Furthermore, sharing of confidential credentials information should be addressed and include provisions on how sensitive information such as National Practitioner Data Bank reports and drug or alcohol treatment information will be handled and shared. If the hospital is involved in delegated credentialing for third-party payors, there are special considerations for sub-delegation agreements, which would include agreements with an external CVO to perform verification activities.
Specifically, the agreement must require semiannual reporting of the CVO to the hospital on its conduct of the contracted-for activities, describe the process by which the hospital evaluates the CVO’s performance under the agreement, and describe the remedies available to the hospital if the CVO does not fulfill its obligations, including revocation of the delegation agreement.
QUESTION: Our hospital is registered with the National Practitioner Data Bank (“NPDB”).

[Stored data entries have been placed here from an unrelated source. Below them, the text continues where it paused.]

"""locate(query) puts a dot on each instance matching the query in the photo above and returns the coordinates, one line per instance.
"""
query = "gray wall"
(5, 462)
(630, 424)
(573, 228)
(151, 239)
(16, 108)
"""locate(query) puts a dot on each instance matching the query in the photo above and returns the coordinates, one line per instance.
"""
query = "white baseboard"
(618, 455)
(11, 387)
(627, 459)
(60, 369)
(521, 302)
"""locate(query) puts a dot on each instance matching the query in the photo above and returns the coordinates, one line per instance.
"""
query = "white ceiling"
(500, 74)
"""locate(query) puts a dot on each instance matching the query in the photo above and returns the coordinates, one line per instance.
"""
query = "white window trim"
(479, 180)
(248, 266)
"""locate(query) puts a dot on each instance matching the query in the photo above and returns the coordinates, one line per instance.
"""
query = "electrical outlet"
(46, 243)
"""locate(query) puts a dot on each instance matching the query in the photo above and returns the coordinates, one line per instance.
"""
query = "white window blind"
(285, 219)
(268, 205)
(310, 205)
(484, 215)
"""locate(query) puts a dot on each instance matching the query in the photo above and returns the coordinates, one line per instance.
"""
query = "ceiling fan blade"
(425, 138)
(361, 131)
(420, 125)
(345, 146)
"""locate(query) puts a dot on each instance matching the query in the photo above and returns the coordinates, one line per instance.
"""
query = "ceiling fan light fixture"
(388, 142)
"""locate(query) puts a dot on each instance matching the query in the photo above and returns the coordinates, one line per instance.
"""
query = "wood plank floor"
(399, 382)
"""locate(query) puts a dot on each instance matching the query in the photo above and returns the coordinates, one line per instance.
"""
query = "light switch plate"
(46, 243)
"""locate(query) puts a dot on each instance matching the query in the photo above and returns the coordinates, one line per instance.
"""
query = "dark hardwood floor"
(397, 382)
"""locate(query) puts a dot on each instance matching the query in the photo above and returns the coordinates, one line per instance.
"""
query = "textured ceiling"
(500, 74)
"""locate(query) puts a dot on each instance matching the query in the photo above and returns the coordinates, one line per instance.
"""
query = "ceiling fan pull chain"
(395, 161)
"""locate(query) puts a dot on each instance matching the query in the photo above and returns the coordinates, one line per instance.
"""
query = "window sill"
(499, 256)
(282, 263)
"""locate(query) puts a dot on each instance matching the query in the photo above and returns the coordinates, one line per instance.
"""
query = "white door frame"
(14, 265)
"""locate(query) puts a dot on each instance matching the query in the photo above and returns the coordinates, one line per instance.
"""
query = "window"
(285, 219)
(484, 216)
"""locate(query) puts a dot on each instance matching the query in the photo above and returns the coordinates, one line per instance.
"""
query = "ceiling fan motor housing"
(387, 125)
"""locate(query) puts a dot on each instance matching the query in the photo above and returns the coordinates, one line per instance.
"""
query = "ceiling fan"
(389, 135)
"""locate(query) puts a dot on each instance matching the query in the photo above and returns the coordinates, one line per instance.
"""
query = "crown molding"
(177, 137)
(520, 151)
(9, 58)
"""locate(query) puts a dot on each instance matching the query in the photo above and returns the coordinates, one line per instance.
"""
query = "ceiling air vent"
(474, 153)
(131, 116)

We would like to designate as an authorized agent for NPDB querying purposes a credentials verification organization (“CVO”) with which we have recently started working. How do we go about doing this?

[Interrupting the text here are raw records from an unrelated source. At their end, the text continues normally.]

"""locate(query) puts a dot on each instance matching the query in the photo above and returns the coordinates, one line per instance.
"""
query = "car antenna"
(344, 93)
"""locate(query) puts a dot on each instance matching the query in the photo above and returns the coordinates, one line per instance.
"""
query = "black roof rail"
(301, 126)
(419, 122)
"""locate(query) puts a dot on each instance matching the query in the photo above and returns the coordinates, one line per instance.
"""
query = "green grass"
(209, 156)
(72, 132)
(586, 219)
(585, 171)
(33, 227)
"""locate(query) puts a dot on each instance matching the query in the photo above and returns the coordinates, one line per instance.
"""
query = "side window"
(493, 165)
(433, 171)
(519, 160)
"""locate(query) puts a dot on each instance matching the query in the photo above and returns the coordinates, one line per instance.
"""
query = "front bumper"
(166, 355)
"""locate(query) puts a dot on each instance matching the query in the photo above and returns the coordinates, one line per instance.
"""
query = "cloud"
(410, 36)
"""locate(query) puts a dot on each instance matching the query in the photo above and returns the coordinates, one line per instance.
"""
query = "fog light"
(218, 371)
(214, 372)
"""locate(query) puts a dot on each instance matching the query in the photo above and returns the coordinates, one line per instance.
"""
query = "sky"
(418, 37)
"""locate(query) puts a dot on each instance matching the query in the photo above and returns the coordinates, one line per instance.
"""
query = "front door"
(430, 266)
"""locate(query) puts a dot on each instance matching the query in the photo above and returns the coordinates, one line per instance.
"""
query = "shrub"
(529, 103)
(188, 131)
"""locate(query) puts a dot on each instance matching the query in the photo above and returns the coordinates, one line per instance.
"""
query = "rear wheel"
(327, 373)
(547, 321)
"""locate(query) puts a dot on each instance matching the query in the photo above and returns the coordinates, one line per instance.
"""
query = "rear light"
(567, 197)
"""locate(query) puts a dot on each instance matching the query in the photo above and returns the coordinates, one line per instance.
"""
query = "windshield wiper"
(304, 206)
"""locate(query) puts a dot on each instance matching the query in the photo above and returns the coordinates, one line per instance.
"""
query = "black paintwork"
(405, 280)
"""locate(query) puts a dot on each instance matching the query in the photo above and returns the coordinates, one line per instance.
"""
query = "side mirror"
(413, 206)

ANSWER: The NPDB explicitly permits the practice of eligible entities, including hospitals, designating authorized agents, such as CVOs, to query on their behalf. However, according to the NPDB Guidebook, an authorized agent must, itself, register with the NPDB and comply with all the registration requirements. Often, CVOs act as authorized agents for a number of eligible entities. Nonetheless, the CVO must query the NPDB separately for each eligible entity they represent. Moreover, the CVO is not permitted to share results of a query for one eligible entity with another eligible entity.
After the CVO registers with the NPDB, your hospital will have to designate the CVO as its authorized agent. This is a relatively simple process that can be done electronically by accessing this web address: https://www.npdb.hrsa.gov/hcorg/howToDesignateAnAuthorizedAgent.jsp. Finally, as a part of designating the CVO as an authorized agent to query the NPDB on behalf of your hospital, you will have to create a written agreement between your hospital and the CVO. The NPDB Guidebook does not identify any required elements for this written agreement, but the NPDB website provides recommendations for what should be included in the agreement. According to the NPDB website, the agreement should confirm the following: (1) the authorized agent is authorized to conduct business in the relevant state; (2) the authorized agent’s facilities are capable of maintaining the security and confidentiality of NPDB reporting and query responses; (3) the authorized agent is prohibited from using querying responses for any purpose other than that for which the disclosure was made; and (4) the agent understands that sanctions can be taken if information is requested, used, or disclosed in violation of NPDB provisions.